Legalising assisted suicide in Scotland could put “intolerable pressure on the old and vulnerable” to die, a columnist has warned.
Writing in the Daily Record, Joan Burnie said she remains “deeply uneasy” about the latest attempt to weaken the law in Scotland.
MSP Margo MacDonald launched a new Bill in November last year which would allow people as young as 16 with a terminal illness or progressive life-shortening condition to tell their GP about their wish for assisted suicide.
Burnie said that such a law could lead to a family suggesting their elderly grandmother opts to have her life ended in order to “get their mitts on her savings”.
She said “maybe such a situation would seldom happen”, but that “even one person driven to take their own life for the convenience of someone else is one too many.”
“Obviously there should be much better care for those who are living in intolerable pain or who are in the final stages of a terminal illness – but that shouldn’t mean an NHS death”, she added.
Burnie commented on how the architect of Holland’s euthanasia law came to “deeply regret” the move, because of the damage done to the hospice movement.
“Not that it has prevented Holland’s neighbour Belgium from legalising euthanasia for terminally ill children, no matter how young – so long as they give ‘informed consent’ to their doctors”, she said.
She warned that it would be difficult to prevent some doctors “assuring everyone” that their young patients have given their consent, when they may not have done.
The Belgian Parliament supported legislation to allow euthanasia for terminally ill children of all ages by 86 votes to 44 with 12 abstentions earlier this month.
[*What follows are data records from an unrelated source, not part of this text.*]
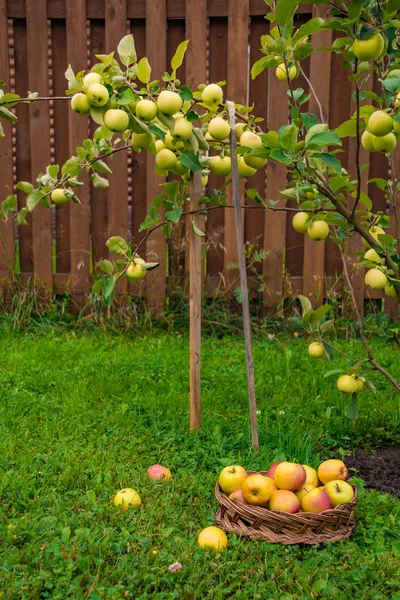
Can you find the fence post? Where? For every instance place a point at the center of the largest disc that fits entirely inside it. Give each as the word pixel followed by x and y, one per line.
pixel 195 303
pixel 243 279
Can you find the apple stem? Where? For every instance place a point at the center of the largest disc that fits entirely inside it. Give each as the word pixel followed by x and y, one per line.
pixel 243 278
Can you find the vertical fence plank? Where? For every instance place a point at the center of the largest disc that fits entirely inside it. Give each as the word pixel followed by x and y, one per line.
pixel 63 219
pixel 156 48
pixel 117 193
pixel 218 48
pixel 238 60
pixel 78 131
pixel 314 252
pixel 196 71
pixel 22 143
pixel 6 163
pixel 275 222
pixel 195 307
pixel 36 19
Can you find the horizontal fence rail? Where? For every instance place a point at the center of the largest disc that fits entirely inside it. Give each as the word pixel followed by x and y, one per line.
pixel 37 42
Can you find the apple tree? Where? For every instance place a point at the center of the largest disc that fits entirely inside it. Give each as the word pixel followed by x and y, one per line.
pixel 188 132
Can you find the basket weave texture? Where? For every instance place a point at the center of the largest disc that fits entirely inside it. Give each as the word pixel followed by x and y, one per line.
pixel 277 527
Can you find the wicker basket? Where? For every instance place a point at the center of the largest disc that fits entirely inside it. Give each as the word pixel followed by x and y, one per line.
pixel 277 527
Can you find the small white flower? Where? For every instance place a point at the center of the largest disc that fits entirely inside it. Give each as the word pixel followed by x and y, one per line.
pixel 175 567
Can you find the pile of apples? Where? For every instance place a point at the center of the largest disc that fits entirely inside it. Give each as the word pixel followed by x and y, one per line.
pixel 290 487
pixel 128 498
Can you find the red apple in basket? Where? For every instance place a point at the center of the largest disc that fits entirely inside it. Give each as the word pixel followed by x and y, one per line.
pixel 285 501
pixel 290 476
pixel 316 501
pixel 231 478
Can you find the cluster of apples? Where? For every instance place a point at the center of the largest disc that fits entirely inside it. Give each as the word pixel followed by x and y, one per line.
pixel 316 229
pixel 128 498
pixel 170 103
pixel 349 384
pixel 375 277
pixel 290 487
pixel 381 128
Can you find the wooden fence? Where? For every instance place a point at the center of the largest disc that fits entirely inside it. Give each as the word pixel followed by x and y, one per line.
pixel 37 41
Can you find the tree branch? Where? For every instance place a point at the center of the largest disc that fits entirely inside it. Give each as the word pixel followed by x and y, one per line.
pixel 321 112
pixel 364 340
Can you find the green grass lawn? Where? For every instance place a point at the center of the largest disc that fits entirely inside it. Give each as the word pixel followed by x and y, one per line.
pixel 83 416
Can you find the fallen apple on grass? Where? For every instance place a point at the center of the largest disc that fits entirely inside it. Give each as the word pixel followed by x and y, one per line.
pixel 127 498
pixel 231 478
pixel 159 472
pixel 213 537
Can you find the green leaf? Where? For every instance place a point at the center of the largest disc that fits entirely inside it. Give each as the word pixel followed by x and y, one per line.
pixel 117 244
pixel 312 26
pixel 8 115
pixel 333 372
pixel 21 216
pixel 203 144
pixel 178 57
pixel 150 266
pixel 107 266
pixel 25 187
pixel 264 63
pixel 385 239
pixel 326 326
pixel 33 199
pixel 185 93
pixel 355 8
pixel 9 100
pixel 319 314
pixel 352 408
pixel 173 216
pixel 284 13
pixel 347 129
pixel 9 205
pixel 72 167
pixel 144 70
pixel 320 140
pixel 108 287
pixel 191 161
pixel 100 165
pixel 65 535
pixel 305 304
pixel 172 190
pixel 309 120
pixel 197 231
pixel 99 182
pixel 331 161
pixel 280 156
pixel 126 50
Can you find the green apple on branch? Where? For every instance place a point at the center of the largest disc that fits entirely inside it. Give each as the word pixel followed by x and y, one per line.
pixel 187 130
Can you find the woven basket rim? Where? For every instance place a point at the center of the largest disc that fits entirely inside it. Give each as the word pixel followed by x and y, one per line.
pixel 277 526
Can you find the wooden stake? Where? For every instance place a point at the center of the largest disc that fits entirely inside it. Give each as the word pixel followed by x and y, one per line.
pixel 243 279
pixel 195 303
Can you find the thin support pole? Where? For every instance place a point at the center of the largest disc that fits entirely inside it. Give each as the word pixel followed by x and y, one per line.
pixel 243 279
pixel 195 303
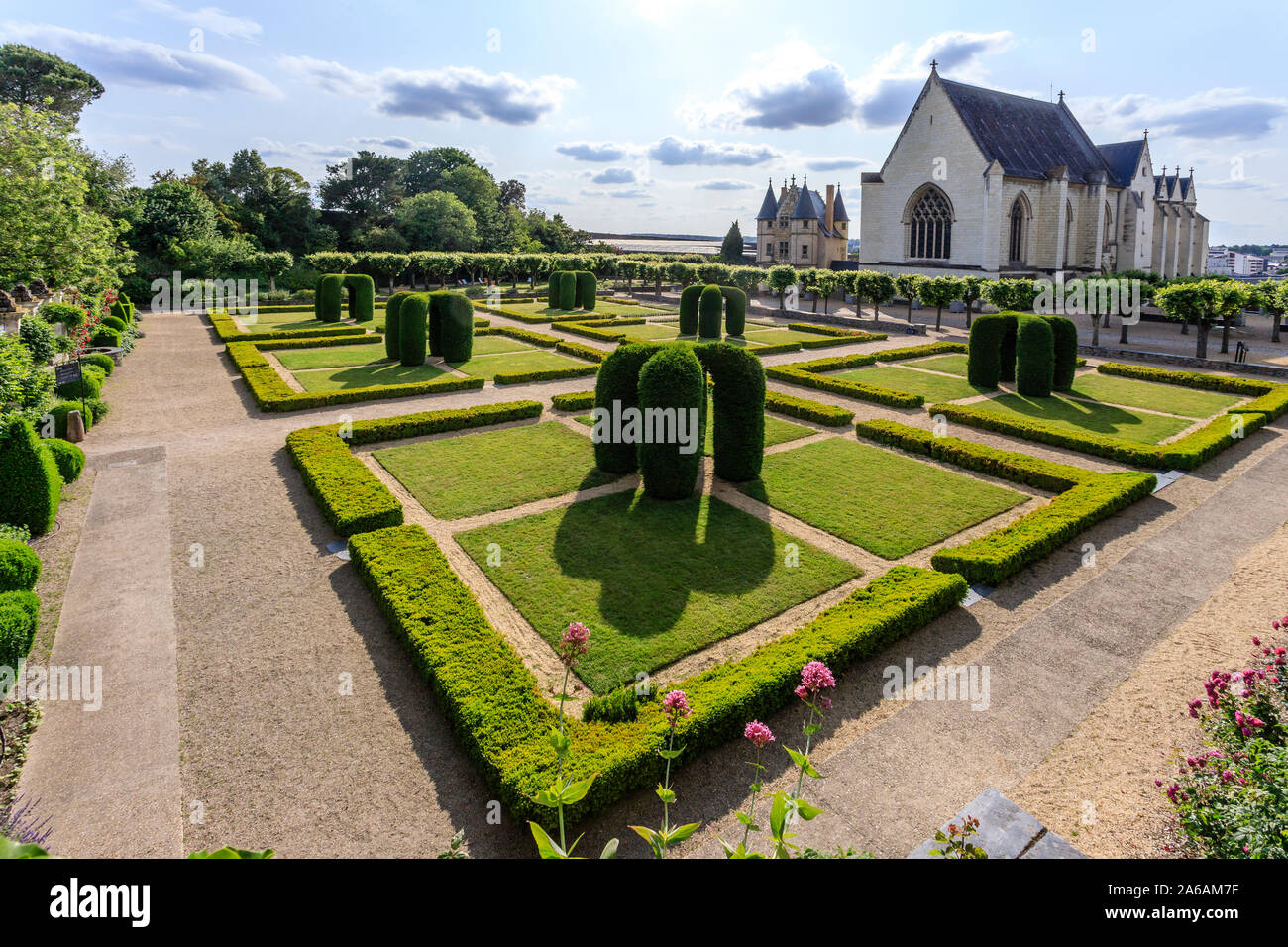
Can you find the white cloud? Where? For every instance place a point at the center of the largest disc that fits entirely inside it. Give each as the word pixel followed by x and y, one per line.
pixel 793 85
pixel 454 91
pixel 134 62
Burnie warned that despite assurances from the pro-assisted suicide lobby that the UK would “never go down the same route as the Belgians” on child euthanasia, we all know about the “Law of Unintended Consequences, when something has been brought in for the best of reasons but has the worst of outcomes”.
Last week, the Chief Executive of disability charity Scope said that British disabled people “will be looking nervously” at Belgium’s decision to introduce child euthanasia.
He said the law should not be changed on the basis of “powerful, but exceptional” cases, and that politicians need to “guard against community bullying” of society’s “most vulnerable members”.